Though some seem to take it far too seriously, it's an interesting idea, and the mosaic of digital photos taken at the CPs is impressive, so I can sort of see the attraction. The hunt for the nearest land-based one to me, the last unvisited terrestrial CP in the UK, turned out to be quite a quest - read the story of the three attempts.
3 October, 2003
Link of the Day
It's link of the day at User Friendly (itself highly recommended) really, but it's worth mentioning here too.
Battleground God - 17 questions which help determine whether your view of religion is rationally consistent, irrespective of whether you're a believer or atheist.
I'm not sure I agree with all the questions, particularly their wording and the logical inferences drawn from the answers, but it's interesting.
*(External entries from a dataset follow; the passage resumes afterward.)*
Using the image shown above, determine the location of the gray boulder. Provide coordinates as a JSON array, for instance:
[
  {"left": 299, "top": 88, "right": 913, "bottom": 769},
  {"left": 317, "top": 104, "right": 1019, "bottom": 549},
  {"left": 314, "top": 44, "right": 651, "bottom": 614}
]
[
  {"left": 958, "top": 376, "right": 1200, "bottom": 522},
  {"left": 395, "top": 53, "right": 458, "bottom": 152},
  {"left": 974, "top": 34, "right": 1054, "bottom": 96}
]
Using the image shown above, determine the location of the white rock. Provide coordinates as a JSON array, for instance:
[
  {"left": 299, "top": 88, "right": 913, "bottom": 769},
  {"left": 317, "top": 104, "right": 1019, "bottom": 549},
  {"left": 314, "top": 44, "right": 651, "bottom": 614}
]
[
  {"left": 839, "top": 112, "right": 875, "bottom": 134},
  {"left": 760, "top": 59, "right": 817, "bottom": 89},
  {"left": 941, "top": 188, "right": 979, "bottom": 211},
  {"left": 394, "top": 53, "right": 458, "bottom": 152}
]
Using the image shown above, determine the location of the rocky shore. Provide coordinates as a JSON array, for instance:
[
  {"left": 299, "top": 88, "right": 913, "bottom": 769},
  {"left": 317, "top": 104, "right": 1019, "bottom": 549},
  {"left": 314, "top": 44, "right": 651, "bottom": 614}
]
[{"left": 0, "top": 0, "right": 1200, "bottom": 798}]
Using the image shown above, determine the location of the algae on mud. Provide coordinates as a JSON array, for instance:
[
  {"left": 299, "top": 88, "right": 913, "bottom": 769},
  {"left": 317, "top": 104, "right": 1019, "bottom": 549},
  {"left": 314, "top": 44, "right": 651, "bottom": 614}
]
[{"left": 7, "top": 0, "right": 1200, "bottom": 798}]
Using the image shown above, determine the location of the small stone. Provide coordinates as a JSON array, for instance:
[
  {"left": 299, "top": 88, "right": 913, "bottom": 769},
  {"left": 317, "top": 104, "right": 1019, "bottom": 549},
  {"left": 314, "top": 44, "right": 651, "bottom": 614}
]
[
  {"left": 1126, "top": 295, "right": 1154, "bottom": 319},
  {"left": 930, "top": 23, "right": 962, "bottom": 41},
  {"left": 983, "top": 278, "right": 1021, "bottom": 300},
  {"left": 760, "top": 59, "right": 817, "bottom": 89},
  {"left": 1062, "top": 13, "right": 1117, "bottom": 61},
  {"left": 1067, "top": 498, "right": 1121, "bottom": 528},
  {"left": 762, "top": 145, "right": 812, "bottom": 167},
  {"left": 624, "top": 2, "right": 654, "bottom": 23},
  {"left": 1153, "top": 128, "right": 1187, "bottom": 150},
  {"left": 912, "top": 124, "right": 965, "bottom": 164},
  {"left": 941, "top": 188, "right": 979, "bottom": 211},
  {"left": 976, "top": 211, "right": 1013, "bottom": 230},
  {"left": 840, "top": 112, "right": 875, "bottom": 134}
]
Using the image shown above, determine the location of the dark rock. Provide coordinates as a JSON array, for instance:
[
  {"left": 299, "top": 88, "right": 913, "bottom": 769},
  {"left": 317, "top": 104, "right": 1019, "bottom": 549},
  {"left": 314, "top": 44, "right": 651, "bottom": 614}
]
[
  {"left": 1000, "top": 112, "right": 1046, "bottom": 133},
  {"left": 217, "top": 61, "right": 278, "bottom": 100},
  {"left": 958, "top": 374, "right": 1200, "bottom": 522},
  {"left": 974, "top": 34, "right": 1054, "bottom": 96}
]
For what it's worth, I scored above average for consistent logic, according to the creators' (no, not the Creator's) interpretation. I don't entirely agree with the sole alleged inconsistency, so would have given myself full marks ;) but I can see what they mean: I accept evolutionary theory as correct without absolute proof (no science gives absolute proof), but refuse to believe in a God without absolute proof.
Okay; put like that, I see their point, but it's a question of degree - the balance of evidence and, yes, logic, overwhelmingly supports the case for evolution, whereas the case for the existence of a deity doesn't have anything like the same weight of evidence.